Ben Okonkwo: That depends on what instrument he's flying with. And this is the part that actually concerns me — Warsh's preferred inflation measure is trimmed-mean PCE. That framework reportedly missed the pandemic surge. Lagged it. So if his analytical north star was slow last time inflation moved fast—
Marcus Vale: Wait. He's calling higher-for-longer based on a metric that underestimated the last inflation spike?
Ben Okonkwo: The hawkish move might not be data-driven. It might be framework-driven. There's a difference — and that difference is load-bearing for everything that follows.
Marcus Vale: And Trump is publicly on record wanting lower rates. So Warsh's first act cements higher-for-longer, his preferred metric has a documented blind spot, and he's doing it while the president is saying the opposite out loud. The independence claim isn't theoretical anymore — it's live and it's visible and it costs something.

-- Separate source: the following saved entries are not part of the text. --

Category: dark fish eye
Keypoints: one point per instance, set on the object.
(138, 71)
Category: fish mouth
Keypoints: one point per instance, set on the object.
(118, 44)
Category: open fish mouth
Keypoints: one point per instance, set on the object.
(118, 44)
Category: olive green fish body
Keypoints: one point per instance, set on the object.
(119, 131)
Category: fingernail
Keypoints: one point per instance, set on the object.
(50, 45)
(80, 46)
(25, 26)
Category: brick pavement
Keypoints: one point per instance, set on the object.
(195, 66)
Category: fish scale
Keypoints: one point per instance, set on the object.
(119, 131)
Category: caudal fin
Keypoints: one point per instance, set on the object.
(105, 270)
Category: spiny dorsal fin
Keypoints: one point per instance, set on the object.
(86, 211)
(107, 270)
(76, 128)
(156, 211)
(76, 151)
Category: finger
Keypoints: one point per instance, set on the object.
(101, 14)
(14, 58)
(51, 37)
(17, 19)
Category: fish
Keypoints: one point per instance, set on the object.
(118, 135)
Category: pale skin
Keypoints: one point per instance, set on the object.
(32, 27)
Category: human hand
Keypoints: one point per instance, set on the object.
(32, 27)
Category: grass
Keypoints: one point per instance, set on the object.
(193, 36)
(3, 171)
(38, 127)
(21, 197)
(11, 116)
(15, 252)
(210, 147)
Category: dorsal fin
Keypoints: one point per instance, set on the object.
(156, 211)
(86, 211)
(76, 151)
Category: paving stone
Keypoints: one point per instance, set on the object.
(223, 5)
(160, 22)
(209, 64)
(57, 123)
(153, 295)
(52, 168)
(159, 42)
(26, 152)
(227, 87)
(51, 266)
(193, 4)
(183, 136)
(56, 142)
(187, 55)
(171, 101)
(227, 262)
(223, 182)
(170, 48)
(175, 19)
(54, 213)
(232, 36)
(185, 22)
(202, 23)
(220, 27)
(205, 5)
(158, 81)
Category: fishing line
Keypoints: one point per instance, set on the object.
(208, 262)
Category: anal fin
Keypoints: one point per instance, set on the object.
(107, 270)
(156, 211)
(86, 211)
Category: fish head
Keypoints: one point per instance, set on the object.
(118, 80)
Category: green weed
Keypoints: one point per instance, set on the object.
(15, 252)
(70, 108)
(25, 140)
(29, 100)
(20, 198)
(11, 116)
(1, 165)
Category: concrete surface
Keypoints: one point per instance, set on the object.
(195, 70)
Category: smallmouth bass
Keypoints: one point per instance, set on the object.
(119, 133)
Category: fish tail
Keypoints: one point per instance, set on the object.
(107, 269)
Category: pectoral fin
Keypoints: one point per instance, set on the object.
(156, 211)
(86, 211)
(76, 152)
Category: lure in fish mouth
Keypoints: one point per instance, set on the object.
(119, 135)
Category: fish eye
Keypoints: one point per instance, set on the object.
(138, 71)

Marcus Vale: And that's — that's the trap, right? September or November, if CPI rolls over and he holds anyway — does reversing course look like reading the data, or does it look like caving to Trump? Because those are not the same thing and the market will not treat them the same way. The dot plot isn't a contract. But if you act like it is, it starts to become one.
Ben Okonkwo: That's — yeah. That's exactly the credibility trap. And the market has already priced the answer, in a way. UBS pushing the first cut to mid-2027 — that's not a forecast anymore. That's almost a verdict.
Marcus Vale: Mid-2027.
Ben Okonkwo: Mid-2027. That Denver couple with the 6.2% lock — they're not waiting for one meeting. They're waiting for a different Fed.